Historical backtesting has revealed that Bitcoin's Rolling APY can serve as a robust indicator of market sentiment:
- Below 0%: Often indicates panic or 'end-of-world' scenarios.
- 0-5%: Signifies extreme market fear.
- 5-10%: Reflects a calm market environment.
- 10-15%: Suggests a moderately warm market.
- 15-20%: Indicates an overheated market.
- **Above 20%: Signals FOMO (fear of missing out).
█ Strategy, How it Works: Detailed Explanation
The Multi ETH Rolling APY Calculator employs a systematic approach to derive its insights. The process is broken down into several steps, each contributing to the overall analysis:
🔶 Data Fetching: The script first fetches the necessary data, including the closing prices of Ethereum's spot market and selected futures contracts. These futures contracts are typically set to expire at different dates, providing a broad perspective on market expectations over time.

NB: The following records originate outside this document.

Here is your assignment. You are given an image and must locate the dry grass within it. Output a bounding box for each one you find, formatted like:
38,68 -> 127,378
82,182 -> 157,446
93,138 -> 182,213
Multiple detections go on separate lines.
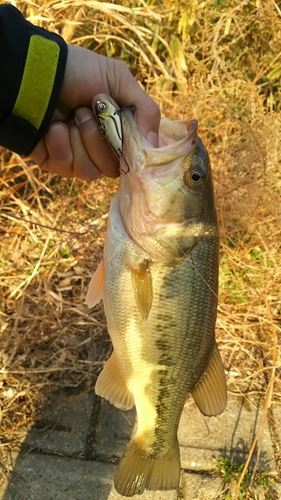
0,0 -> 281,494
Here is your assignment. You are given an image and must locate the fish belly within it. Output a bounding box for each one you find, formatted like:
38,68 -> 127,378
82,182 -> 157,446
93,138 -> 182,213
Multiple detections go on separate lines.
97,193 -> 218,496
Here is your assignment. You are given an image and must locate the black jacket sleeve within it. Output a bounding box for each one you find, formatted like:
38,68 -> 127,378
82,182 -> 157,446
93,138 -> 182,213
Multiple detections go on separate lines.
0,4 -> 67,155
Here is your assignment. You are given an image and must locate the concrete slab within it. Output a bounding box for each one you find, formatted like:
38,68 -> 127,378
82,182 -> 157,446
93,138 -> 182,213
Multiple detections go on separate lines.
181,472 -> 224,500
0,453 -> 177,500
24,389 -> 96,456
272,403 -> 281,449
179,398 -> 276,471
0,453 -> 115,500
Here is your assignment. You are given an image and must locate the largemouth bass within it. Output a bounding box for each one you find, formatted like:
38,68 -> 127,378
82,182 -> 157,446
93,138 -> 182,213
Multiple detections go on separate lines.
86,105 -> 227,497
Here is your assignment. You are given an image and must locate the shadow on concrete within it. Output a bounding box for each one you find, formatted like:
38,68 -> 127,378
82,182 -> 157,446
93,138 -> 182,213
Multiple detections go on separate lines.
0,388 -> 134,500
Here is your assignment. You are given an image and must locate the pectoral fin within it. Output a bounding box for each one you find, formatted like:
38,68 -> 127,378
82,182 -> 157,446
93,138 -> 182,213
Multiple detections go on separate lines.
131,261 -> 152,320
95,352 -> 135,410
86,259 -> 104,307
191,345 -> 227,417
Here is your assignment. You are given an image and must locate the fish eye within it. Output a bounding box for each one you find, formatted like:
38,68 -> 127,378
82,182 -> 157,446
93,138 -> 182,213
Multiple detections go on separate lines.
183,166 -> 206,188
96,101 -> 107,113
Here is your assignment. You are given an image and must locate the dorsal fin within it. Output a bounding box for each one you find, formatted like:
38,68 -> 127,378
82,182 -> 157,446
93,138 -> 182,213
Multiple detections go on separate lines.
191,345 -> 227,417
85,259 -> 104,307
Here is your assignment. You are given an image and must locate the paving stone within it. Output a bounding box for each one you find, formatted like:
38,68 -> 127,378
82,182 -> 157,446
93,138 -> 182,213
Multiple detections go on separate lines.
0,453 -> 177,500
24,391 -> 96,455
0,453 -> 115,500
96,398 -> 275,471
179,398 -> 276,471
108,488 -> 178,500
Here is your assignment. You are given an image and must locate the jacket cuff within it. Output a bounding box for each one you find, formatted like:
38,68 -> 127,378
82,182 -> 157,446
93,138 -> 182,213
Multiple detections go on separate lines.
0,5 -> 67,156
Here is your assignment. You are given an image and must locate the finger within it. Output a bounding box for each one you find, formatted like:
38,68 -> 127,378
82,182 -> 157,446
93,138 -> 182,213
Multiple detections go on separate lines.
31,122 -> 73,177
75,107 -> 119,178
69,124 -> 101,181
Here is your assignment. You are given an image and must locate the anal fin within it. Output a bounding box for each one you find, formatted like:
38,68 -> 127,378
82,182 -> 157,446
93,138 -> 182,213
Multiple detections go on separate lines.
114,438 -> 180,498
86,259 -> 104,307
130,261 -> 152,320
191,345 -> 227,417
95,351 -> 135,410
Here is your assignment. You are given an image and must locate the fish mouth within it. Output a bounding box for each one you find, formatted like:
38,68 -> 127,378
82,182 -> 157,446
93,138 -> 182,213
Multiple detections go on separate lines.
119,106 -> 198,159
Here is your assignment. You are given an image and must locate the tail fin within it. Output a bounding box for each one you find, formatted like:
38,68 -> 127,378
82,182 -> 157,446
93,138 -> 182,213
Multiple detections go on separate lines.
114,439 -> 180,497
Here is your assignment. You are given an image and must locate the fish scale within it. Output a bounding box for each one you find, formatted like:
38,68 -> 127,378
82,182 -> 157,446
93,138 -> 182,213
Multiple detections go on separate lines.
87,103 -> 227,497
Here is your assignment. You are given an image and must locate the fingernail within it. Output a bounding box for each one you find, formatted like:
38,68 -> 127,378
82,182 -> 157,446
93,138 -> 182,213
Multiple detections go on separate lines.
146,130 -> 158,148
74,108 -> 93,127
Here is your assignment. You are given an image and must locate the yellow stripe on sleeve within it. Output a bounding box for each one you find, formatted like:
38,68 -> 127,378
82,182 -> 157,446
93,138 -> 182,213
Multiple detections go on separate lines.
12,35 -> 60,130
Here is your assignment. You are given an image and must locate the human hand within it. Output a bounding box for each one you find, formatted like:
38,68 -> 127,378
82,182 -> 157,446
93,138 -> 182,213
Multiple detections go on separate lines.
30,45 -> 160,181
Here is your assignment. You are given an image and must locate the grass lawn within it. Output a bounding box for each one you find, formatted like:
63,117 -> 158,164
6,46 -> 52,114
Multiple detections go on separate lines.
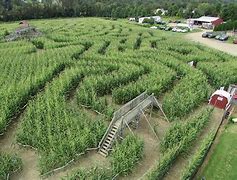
202,124 -> 237,180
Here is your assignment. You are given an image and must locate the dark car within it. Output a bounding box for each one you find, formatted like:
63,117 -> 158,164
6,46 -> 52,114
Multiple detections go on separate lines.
207,32 -> 217,38
202,32 -> 211,38
165,27 -> 172,31
160,26 -> 166,30
174,20 -> 181,24
215,34 -> 221,40
219,34 -> 229,41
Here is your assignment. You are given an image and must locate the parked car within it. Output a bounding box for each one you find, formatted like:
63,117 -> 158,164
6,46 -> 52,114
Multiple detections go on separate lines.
165,27 -> 172,31
202,32 -> 211,38
157,21 -> 166,25
219,34 -> 229,41
150,26 -> 157,29
172,27 -> 178,32
180,29 -> 188,33
207,32 -> 217,38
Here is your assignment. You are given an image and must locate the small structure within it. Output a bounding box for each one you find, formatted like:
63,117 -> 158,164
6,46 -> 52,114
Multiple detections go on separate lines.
155,8 -> 168,16
98,92 -> 168,157
138,16 -> 162,24
187,16 -> 224,29
209,90 -> 231,110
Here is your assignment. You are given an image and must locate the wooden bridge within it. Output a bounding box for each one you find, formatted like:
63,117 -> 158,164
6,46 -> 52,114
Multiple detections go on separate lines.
98,92 -> 168,157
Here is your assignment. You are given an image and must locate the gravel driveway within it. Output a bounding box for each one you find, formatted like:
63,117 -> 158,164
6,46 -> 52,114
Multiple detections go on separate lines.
185,32 -> 237,56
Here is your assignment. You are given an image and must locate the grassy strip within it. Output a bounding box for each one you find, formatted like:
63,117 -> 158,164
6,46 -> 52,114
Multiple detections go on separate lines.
161,109 -> 211,153
0,153 -> 22,179
181,132 -> 215,180
64,135 -> 144,180
147,107 -> 211,180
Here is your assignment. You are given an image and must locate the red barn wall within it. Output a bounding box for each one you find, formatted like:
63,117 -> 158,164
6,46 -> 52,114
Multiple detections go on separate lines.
210,95 -> 228,109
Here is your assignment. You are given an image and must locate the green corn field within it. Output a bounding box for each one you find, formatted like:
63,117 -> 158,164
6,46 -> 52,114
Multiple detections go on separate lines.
0,18 -> 237,179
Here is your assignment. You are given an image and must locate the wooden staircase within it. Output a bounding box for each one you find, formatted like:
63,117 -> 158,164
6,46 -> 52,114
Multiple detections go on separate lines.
98,92 -> 167,157
99,125 -> 118,157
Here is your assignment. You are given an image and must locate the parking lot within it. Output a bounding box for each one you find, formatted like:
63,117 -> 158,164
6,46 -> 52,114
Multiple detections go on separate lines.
185,32 -> 237,56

🔶 Time and Expiration: The tool takes into account the current time and the expiration dates of the futures contracts. This helps in calculating the number of days remaining until each contract's expiration.
🔶 Premium Calculations: The premium or discount of each futures contract relative to the spot price is computed. This is done by subtracting the spot price from the futures price and then dividing the result by the spot price. This calculation gives a percentage that represents the premium or discount.
🔶 Annualized Percentage Yield (APY) Calculations: The calculated premium or discount is then annualized based on the number of days remaining until the contract's expiration. This involves multiplying the premium or discount by the factor (365 / days remaining) to annualize the figure. If the user chooses not to annualize the numbers, this step is skipped.
🔶 Plotting Results: The annualized yields are then plotted on a chart, allowing traders to visualize the potential returns from different futures contracts. The plots are color-coded for easy differentiation and quick analysis.
By following this structured approach, the Multi ETH Rolling APY Calculator provides traders with clear, actionable insights into market dynamics and potential arbitrage opportunities.
█ Trade Direction
While this tool does not provide direct trading signals, it informs traders about potential arbitrage opportunities and the prevailing market sentiment. Traders can leverage this data to make strategic decisions, aligning long or short positions with the anticipated market movements and arbitrage conditions.
█ Usage
By inputting specific parameters related to their market analysis, traders can monitor discrepancies in Bitcoin’s pricing across different timelines, which is especially beneficial for those involved in derivatives trading, arbitrage, and sentiment analysis.
█ Default Settings
- Resolution: Controls the frequency of data (default is daily).
- Show numbers in annual: Determines whether APY is displayed on an annual basis.
- Base Symbol and Future Symbols: Specify the spot and futures markets for analysis.